Timeline: Minimum pricing for alcohol

The Supreme Court ruling was the final stage of a five-year legal battle, with the cases already passing through courts in Edinburgh and Luxembourg. After an initial challenge at the Court of Session failed in 2013, the SWA appealed to the European Court of Justice (ECJ).

The European court said the legislation might break EU law if other tax options would prove as effective, but said it was “ultimately for the national court to determine” whether they did.
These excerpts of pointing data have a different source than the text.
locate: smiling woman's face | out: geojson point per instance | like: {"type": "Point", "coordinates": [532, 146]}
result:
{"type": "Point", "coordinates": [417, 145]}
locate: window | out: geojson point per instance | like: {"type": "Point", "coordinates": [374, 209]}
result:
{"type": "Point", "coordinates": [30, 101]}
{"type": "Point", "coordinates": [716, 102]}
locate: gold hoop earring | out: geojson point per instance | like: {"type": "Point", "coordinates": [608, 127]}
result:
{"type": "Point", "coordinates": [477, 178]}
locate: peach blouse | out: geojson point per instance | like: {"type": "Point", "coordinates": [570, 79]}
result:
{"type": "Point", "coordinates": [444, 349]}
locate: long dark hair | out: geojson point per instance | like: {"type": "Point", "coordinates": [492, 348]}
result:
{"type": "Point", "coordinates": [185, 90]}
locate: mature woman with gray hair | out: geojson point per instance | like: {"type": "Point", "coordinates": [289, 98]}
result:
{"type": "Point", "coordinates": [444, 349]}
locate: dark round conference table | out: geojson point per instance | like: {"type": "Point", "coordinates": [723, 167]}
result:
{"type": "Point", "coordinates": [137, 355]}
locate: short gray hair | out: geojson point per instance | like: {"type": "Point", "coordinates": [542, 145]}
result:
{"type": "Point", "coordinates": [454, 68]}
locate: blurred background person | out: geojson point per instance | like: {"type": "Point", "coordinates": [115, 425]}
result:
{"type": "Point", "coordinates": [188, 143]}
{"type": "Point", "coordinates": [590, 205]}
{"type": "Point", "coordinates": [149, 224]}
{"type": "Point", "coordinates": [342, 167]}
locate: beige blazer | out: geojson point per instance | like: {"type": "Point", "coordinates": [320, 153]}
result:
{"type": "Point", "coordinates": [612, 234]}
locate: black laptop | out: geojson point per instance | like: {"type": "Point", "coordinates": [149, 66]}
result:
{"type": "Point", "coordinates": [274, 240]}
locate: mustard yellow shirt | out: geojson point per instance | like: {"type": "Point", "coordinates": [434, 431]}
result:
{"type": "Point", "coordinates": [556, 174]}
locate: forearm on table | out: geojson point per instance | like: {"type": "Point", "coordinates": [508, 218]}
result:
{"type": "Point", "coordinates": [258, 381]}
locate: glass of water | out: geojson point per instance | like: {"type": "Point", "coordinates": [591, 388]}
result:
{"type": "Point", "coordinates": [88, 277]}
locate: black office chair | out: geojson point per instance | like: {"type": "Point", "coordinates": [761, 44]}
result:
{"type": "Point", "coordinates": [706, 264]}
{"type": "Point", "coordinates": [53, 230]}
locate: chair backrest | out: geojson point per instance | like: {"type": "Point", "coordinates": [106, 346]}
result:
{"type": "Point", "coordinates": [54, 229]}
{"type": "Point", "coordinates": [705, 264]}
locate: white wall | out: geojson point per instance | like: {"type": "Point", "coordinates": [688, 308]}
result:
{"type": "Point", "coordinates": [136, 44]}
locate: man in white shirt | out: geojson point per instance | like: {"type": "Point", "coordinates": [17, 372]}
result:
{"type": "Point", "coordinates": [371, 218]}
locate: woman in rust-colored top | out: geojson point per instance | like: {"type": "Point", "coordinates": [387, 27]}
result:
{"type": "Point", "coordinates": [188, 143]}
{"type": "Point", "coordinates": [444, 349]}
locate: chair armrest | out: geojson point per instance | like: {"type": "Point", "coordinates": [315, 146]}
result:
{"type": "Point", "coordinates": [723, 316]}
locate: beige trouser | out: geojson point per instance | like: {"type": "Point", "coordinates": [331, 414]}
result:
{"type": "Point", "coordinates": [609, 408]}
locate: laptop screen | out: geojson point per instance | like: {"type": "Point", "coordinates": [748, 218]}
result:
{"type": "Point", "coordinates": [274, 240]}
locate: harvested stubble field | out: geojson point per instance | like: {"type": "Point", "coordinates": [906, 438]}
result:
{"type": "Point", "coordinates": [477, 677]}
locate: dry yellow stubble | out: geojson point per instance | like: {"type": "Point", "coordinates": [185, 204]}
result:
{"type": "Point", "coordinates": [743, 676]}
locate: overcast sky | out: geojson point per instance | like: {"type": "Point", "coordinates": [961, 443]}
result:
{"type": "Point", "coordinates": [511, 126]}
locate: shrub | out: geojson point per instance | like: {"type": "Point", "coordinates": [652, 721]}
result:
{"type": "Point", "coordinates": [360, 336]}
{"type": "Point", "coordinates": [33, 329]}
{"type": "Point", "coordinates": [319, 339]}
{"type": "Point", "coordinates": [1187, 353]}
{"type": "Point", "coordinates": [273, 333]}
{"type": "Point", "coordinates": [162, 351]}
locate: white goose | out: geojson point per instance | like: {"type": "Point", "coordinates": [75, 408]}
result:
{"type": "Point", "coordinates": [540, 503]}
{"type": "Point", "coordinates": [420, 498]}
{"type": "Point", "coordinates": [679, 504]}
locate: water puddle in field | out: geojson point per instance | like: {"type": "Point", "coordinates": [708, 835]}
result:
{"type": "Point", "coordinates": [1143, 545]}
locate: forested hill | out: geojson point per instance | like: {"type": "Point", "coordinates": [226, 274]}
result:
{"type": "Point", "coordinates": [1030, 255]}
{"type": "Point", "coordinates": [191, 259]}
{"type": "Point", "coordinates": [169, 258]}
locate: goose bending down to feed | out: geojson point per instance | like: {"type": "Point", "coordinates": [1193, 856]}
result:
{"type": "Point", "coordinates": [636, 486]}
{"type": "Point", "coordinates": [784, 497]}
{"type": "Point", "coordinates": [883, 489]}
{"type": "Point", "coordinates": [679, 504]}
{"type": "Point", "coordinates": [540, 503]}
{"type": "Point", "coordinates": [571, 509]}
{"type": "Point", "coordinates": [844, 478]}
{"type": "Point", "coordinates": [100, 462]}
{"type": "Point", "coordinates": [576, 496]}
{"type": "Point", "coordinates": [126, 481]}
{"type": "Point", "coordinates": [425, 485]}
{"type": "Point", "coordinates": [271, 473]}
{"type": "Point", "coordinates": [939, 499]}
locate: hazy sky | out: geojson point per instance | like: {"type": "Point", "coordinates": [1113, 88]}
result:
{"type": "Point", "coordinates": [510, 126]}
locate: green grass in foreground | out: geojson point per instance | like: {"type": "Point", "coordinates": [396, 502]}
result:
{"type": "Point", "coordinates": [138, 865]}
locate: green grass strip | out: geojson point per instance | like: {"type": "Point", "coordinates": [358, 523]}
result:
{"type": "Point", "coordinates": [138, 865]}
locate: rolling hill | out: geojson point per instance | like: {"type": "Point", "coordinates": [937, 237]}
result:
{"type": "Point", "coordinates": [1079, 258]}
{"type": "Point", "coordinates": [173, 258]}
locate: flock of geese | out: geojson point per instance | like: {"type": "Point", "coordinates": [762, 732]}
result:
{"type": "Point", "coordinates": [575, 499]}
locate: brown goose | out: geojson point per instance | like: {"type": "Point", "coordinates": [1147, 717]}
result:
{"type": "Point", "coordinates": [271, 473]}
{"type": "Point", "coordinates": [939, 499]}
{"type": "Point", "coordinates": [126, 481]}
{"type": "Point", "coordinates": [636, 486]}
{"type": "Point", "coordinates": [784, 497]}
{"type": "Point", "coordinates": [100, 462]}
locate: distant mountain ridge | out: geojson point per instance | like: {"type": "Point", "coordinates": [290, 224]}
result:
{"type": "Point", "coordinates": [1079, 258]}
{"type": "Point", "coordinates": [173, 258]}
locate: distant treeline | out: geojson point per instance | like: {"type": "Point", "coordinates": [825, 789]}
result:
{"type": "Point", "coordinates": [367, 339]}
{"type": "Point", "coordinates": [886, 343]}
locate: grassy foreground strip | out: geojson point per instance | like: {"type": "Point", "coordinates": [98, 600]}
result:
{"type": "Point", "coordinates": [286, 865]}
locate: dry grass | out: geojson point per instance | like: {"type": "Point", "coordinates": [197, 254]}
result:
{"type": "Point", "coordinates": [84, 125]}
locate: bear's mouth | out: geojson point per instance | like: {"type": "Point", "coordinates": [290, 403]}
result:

The Scottish court subsequently backed the measures for a second time, ruling that tax measures “would be less effective than minimum pricing”.

However, in December 2016 the Court of Session judges then allowed the SWA to go to the Supreme Court to challenge their ruling.

May 2012: MSPs pass Scots booze price plan

May 2013: Minimum drink price challenge fails

December 2015: Minimum drink price ‘may breach EU law’

October 2016: Courts back minimum alcohol price

December 2016: Whisky firms allowed minimum price appeal

July 2017: Supreme Court judges retire to consider minimum pricing appeal

What’s the situation elsewhere in the UK?

The UK government supported the devolved Scottish administration during the legal process, arguing that minimum pricing was compatible with EU law.

In 2012, then Prime Minister David Cameron pledged to introduce minimum pricing – but the plan was shelved a year later in the face of fierce opposition from the drinks industry.

The Home Office has said the policy remains under review and calls for its reintroduction in England are likely to be reignited when it is implemented in Scotland.

Legislation to establish a minimum price is currently under active consideration by the National Assembly for Wales and by the Irish Seanad (the upper house of the Irish parliament).

In Northern Ireland, former Health Minister Jim Wells had been seeking to introduce minimum pricing before resigning in April 2015.